Matt Warman, the former minister for digital infrastructure, said that for governments to maximise job creation in the coming years they must prioritise data, ethics and skills. Warman said that when he was helping to develop the government’s AI strategy, “the thing that worried me most is the lack of skills availability in the UK”. In practice, Warman said, this “meant trying to make sure that what was being kicked out from schools, universities and apprenticeships was what was genuinely useful to businesses, small and large”.

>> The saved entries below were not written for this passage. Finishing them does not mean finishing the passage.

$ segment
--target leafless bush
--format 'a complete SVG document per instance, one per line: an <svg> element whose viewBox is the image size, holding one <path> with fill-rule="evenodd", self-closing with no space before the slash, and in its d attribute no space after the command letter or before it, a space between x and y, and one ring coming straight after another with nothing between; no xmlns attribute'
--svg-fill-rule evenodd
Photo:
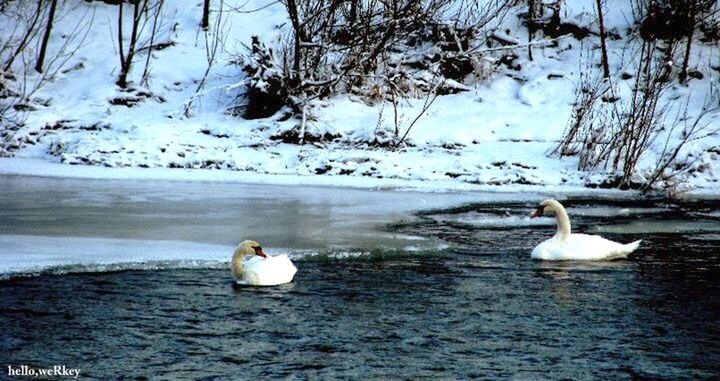
<svg viewBox="0 0 720 381"><path fill-rule="evenodd" d="M513 1L461 0L283 0L292 29L273 46L253 37L241 60L247 77L236 112L264 118L285 110L301 120L283 140L308 141L306 124L321 98L336 93L368 103L392 104L393 131L378 142L396 149L438 95L467 91L468 78L490 75L483 56L489 29L508 13ZM240 61L240 60L239 60ZM487 61L487 62L486 62ZM400 106L424 99L409 124ZM382 119L382 115L379 120ZM387 135L387 136L385 136ZM314 137L322 140L323 136ZM380 140L382 142L380 142ZM377 144L376 144L377 143Z"/></svg>
<svg viewBox="0 0 720 381"><path fill-rule="evenodd" d="M38 2L37 4L47 4ZM82 4L57 4L56 19L61 22L68 14L82 7ZM23 125L26 113L38 107L44 107L52 99L40 99L35 94L58 73L68 69L68 61L83 45L94 19L92 8L86 8L82 22L75 27L61 42L49 44L50 34L46 33L45 42L40 41L40 31L47 7L26 2L6 2L0 4L0 58L3 67L0 69L0 155L12 155L24 143L15 138L15 132ZM11 26L4 29L6 26ZM48 30L48 29L44 29ZM35 67L38 45L44 45L42 72Z"/></svg>
<svg viewBox="0 0 720 381"><path fill-rule="evenodd" d="M82 7L82 4L61 3L54 19L62 21L77 7ZM0 33L0 58L4 60L0 73L0 125L20 123L25 111L37 107L34 104L34 94L65 69L67 62L83 45L90 31L94 10L86 8L83 21L75 24L60 44L52 47L47 46L47 41L41 44L39 32L47 29L43 29L40 20L44 19L43 14L47 13L47 8L45 5L12 2L5 4L0 12L3 19L0 24L12 25L7 34L4 30ZM9 22L6 24L4 21ZM46 38L50 38L47 33ZM36 61L38 52L35 46L38 45L43 45L46 52L41 73L35 71L35 67L40 63L39 60ZM40 102L47 103L49 100Z"/></svg>
<svg viewBox="0 0 720 381"><path fill-rule="evenodd" d="M582 58L581 58L582 60ZM592 60L589 60L592 62ZM600 140L601 127L607 123L598 104L602 97L610 91L611 82L603 80L594 70L579 70L580 81L575 90L575 101L568 127L560 144L551 153L563 156L580 154L580 168L590 167L588 153L595 150Z"/></svg>
<svg viewBox="0 0 720 381"><path fill-rule="evenodd" d="M655 169L649 176L643 190L650 190L652 186L659 180L666 187L677 188L677 184L682 183L678 178L687 174L692 168L692 164L697 157L684 155L681 153L688 145L695 141L702 140L720 132L720 127L709 121L713 112L720 109L715 105L714 91L711 91L699 112L692 114L689 112L688 97L684 107L679 108L673 120L669 123L669 130L665 138L662 150L658 155ZM672 189L671 189L672 190Z"/></svg>
<svg viewBox="0 0 720 381"><path fill-rule="evenodd" d="M150 57L152 50L160 46L172 44L162 42L156 44L155 40L160 31L161 12L164 0L136 0L132 8L132 17L130 18L130 33L126 36L123 31L126 22L124 16L123 1L118 2L118 19L117 19L117 49L120 58L120 74L118 75L117 85L121 88L128 87L129 75L132 71L135 56L139 52L147 54L145 58L145 67L141 76L141 82L147 82L149 77ZM150 32L147 36L146 29L149 27ZM125 42L127 40L127 48Z"/></svg>
<svg viewBox="0 0 720 381"><path fill-rule="evenodd" d="M209 3L206 3L209 4ZM186 118L189 118L192 116L192 107L193 103L197 99L197 97L200 95L200 92L202 91L203 87L205 86L205 82L207 81L208 75L210 74L210 70L212 69L213 65L215 64L215 57L217 56L218 50L224 45L224 31L223 31L223 4L224 2L220 2L220 6L217 9L215 13L215 19L214 19L214 25L212 30L210 30L209 24L207 27L203 27L203 37L205 42L205 60L207 61L207 66L205 67L205 73L203 73L202 79L200 79L200 82L198 83L197 87L195 88L195 92L190 97L190 99L185 103L184 110L183 110L183 116ZM208 11L209 13L209 11ZM209 16L208 16L209 18ZM203 24L205 24L206 20L203 16ZM209 20L207 20L209 23Z"/></svg>
<svg viewBox="0 0 720 381"><path fill-rule="evenodd" d="M641 49L629 99L607 97L612 89L609 79L584 77L570 126L555 153L578 153L578 169L619 171L618 185L630 185L667 112L667 105L660 102L667 88L661 80L665 67L654 58L654 48L655 44L645 43Z"/></svg>
<svg viewBox="0 0 720 381"><path fill-rule="evenodd" d="M479 53L473 52L481 46L478 31L503 16L510 3L461 1L451 7L439 0L285 0L292 31L283 43L264 48L263 59L272 57L286 94L283 105L297 115L314 99L335 92L387 100L398 78L408 87L404 94L423 97L434 89L423 78L428 73L455 81L441 81L440 93L462 91L457 81L480 66ZM250 77L258 74L251 61L260 45L254 41L245 59ZM251 79L248 93L256 92L256 83L267 82ZM252 100L246 107L251 110L246 117L266 117L280 108L258 113L254 110L263 107Z"/></svg>
<svg viewBox="0 0 720 381"><path fill-rule="evenodd" d="M432 84L433 81L431 80L430 83ZM435 99L437 99L439 92L438 90L442 87L443 83L438 83L435 85L433 89L430 89L426 91L425 93L425 100L423 101L423 105L420 108L420 111L412 118L410 121L410 124L408 124L407 128L405 128L405 132L400 136L400 121L398 118L398 102L395 99L395 96L393 96L393 113L394 113L394 121L395 121L395 137L396 141L393 145L392 149L393 151L396 150L398 147L400 147L407 138L408 134L410 133L410 130L415 126L415 124L422 118L423 115L430 109L432 104L435 102Z"/></svg>
<svg viewBox="0 0 720 381"><path fill-rule="evenodd" d="M624 98L616 94L613 79L587 74L581 77L569 126L553 154L578 155L579 170L616 173L614 185L620 188L649 190L660 180L671 184L668 180L683 168L676 168L676 164L687 144L714 133L708 131L706 122L713 110L713 100L708 98L698 115L690 115L687 103L679 108L665 97L671 86L670 66L657 58L656 47L655 42L643 44L635 63L632 87ZM673 51L664 49L659 55L667 59L667 54ZM638 177L642 179L638 182L633 179L638 174L638 164L651 146L657 146L660 136L665 141L656 168L646 177Z"/></svg>
<svg viewBox="0 0 720 381"><path fill-rule="evenodd" d="M717 0L634 0L632 9L644 40L663 40L669 45L685 40L682 66L677 73L680 83L693 74L689 67L693 43L720 40Z"/></svg>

As a professor working at both Oxford and Cambridge, Neff reiterated this point: “The investment need is now. If I’m talking from a very privileged position from among two of the best universities in the UK, it’s a need at every single institution in this country.”
Neff argued that workers across many industries needed to be educated in the strengths and weaknesses of AI tools. “We need to have those clinical workers on the front lines of the NHS be able to understand when they’re looking at the results of automated systems, as they soon will, that they’re able to parse what AI can do and what it can’t do. It’s incredibly important for the safety of these systems.”
Concluding the discussion, Stephen Metcalfe, the chair of the AI APPG, said the UK is “very well placed to lead on AI regulation both in the UK, across Europe and the world”. He added that skills had appeared high on the agenda of the meeting and that a new approach to education was necessary to ensure individuals know how their data is being used in AI systems now, but also so that the courses they take at schools, colleges and universities prepare them for the jobs of the future too.